What has driven performance in 1QFY15?
  • Despite a subdued performance in terms of loan book in FY14, Yes Bank managed to start FY15 on a buoyant note. The higher loan yields helped the bank sustain NIMs despite higher deposit cost. Yes Bank has been soliciting savings accounts at an interest rate of 7% per annum, which is significantly higher than the industry average.

    Yes Bank clocked 23.2% growth in advances for 1QFY15, backed by 30.5% YoY growth in high yielding retail loans. The deposit growth came in much lower at 16.6% YoY. The proportion of wholesale deposits came down from 34.7% of total deposits in June 2014 to 26.1% in June 2013. The 29% YoY growth in CASA came on account of the higher interest offered by the bank on savings accounts. This catapulted the CASA deposits to 22.3% of total loan book. While NIMs are currently stable at 3% at the end of June 2014, there may be limited headroom for expansion in NIMs despite the possibility of fall in interest rates.

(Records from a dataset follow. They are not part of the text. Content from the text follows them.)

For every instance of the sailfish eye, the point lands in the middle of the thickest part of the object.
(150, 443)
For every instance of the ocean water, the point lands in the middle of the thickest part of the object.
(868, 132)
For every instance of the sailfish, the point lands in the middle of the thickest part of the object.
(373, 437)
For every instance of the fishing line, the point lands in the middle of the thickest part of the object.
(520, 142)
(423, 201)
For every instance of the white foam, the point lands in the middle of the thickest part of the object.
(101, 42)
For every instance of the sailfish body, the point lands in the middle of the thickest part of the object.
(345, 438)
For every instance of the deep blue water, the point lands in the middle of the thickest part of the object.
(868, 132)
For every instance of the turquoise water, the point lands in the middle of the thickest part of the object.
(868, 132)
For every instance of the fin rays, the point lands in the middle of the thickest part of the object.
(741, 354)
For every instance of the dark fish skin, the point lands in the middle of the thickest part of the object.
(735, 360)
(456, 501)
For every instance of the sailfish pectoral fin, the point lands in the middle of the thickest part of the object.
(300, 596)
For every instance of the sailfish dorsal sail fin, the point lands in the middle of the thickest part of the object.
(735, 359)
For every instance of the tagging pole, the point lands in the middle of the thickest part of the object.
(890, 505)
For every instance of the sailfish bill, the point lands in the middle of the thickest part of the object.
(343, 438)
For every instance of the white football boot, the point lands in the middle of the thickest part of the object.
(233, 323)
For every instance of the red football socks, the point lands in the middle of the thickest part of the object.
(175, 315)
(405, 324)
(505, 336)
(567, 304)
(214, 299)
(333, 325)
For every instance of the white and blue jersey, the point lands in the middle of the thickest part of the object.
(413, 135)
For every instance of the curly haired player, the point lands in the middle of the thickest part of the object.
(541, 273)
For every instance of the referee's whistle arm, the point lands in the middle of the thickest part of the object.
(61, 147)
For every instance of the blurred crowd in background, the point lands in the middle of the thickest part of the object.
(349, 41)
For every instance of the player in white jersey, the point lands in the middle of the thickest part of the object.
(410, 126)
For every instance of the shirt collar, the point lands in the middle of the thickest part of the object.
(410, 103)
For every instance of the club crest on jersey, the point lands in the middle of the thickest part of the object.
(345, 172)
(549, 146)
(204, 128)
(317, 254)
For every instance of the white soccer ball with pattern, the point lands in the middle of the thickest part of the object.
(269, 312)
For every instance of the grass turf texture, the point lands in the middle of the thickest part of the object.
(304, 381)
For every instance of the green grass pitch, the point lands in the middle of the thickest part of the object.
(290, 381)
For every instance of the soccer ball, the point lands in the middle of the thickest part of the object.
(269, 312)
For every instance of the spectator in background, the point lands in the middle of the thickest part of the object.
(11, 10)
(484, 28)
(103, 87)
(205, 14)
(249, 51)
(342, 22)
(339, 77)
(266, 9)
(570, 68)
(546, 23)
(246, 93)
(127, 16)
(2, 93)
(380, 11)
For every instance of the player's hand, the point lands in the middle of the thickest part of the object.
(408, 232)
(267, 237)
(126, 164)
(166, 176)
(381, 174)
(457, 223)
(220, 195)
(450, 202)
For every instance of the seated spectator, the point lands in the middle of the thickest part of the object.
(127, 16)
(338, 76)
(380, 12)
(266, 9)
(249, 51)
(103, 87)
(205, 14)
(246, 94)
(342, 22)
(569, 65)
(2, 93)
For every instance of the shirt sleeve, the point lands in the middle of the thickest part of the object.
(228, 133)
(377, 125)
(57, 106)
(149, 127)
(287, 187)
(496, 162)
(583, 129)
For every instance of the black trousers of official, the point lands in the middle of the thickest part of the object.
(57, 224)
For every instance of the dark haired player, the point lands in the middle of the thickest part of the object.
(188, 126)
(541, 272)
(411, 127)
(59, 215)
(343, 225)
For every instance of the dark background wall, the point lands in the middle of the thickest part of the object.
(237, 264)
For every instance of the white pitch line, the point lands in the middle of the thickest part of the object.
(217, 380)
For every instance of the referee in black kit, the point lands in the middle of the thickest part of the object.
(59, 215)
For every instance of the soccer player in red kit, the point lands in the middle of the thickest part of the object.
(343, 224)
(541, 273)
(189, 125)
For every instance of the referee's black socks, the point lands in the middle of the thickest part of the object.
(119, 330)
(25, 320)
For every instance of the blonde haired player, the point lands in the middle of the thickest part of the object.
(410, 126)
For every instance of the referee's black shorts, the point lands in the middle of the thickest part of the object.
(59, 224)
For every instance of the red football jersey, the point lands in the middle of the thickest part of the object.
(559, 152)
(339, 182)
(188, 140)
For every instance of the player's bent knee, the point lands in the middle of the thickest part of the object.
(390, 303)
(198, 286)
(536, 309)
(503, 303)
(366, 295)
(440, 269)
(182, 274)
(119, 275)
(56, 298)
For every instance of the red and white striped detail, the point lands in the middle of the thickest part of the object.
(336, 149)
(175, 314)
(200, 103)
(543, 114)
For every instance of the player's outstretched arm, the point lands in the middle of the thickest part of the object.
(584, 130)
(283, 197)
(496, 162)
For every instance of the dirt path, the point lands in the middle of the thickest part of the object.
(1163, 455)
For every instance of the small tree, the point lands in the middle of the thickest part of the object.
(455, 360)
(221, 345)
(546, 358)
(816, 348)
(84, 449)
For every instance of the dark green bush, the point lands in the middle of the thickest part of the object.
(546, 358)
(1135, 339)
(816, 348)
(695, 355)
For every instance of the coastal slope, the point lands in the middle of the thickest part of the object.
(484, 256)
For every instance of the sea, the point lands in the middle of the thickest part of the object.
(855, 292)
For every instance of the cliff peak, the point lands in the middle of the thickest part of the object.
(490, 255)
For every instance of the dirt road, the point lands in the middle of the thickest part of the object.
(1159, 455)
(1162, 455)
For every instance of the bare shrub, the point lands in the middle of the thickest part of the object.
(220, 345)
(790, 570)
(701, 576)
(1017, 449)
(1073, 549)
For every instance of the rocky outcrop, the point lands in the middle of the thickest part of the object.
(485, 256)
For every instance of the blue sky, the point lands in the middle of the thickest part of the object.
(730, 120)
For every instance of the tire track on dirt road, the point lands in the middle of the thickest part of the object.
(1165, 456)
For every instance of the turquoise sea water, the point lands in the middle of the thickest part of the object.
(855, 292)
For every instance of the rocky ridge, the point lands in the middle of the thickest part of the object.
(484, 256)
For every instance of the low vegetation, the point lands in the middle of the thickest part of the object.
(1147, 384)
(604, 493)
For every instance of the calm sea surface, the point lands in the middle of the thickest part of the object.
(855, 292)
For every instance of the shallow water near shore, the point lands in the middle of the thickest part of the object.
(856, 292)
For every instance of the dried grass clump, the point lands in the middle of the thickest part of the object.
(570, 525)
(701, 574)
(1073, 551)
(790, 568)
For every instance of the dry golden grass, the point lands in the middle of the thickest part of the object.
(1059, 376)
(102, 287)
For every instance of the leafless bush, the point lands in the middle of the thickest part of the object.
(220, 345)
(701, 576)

    Moderate growth in advances
    (Rs m) 1QFY14 % of total 1QFY15 % of total Change
    Advances 478,976   589,886   23.2%
    Retail 95,795 20.0% 125,056 21.2% 30.5%
    Corporate 383,181 80.0% 464,830 78.8% 21.3%
    Deposits 652,448   761,028   16.6%
    CASA 131,632 20.2% 169,746 22.3% 29.0%
    Term deposits 520,816 79.8% 591,282 77.7% 13.5%
    C/D ratio 73.4%   77.5%    

  • Yes Bank's non-funded income to total income dropped from 40% in 1QFY14 to 36% in 1QFY15. This can be largely attributed to lower treasury income. The bank had incurred one-time depreciation of Rs 1.1 bn on its bond portfolio in 2QFY14.

  • Yes Bank increased its branch network by 12 over the past 3 months and the total count stood at 572 at the end of June 2014. The bank's total headcount stood at 9,051 in June 2014 (up 21% YoY). The bank expects its operating costs to increase at an annual average rate of around 40% over the next 2 to 3 years given the branch expansion targets. The cost to income ratio, went up from 38.3% to 45% over the past year. Having said that, at 18% capital adequacy ratio (CAR), Yes Bank is one of the best capitalized in the sector. Also, it has one of the highest proportions of Tier II capital.

  • In relative terms, Yes Bank had a higher slippage in asset quality while the gross NPA stood at 0.3% of advances at the end of June 2014. Also, the possibility of slippages from the restructured loan book (0.2% of gross advances) looms large. However the proportion has come down from 0.3% of loan book in FY13. Further, the rise is provision costs are a cause for concern. After the write back of provisions during the second half of FY14 and in 1QFY15, Yes Bank had a lower provision coverage ratio of 78.4% as against 85% earlier.

  • The bank's annualized return on equity and return on assets stood at 21.6% and 1.6% at the end of 1QFY15, with the averages over the past 4 years being 20% and 1.5% respectively.
What to expect?
At the current price of Rs 542, the stock of Yes Bank is trading at 2.1 times our estimated FY16 adjusted book value. Due to Yes Bank's aggressive growth stance, margin and asset quality pressures will remain in the medium term. The conflict on the bank's board, which has continued for over a year now, though not impacting fundamentals, can hurt long term prospects. Further, we would prefer to be cautious about its provisioning policy. We recommended investors to Sell the stock through a special update in April 2014. A gentle reminder that no stock should comprise more than 5% of your overall stock portfolio.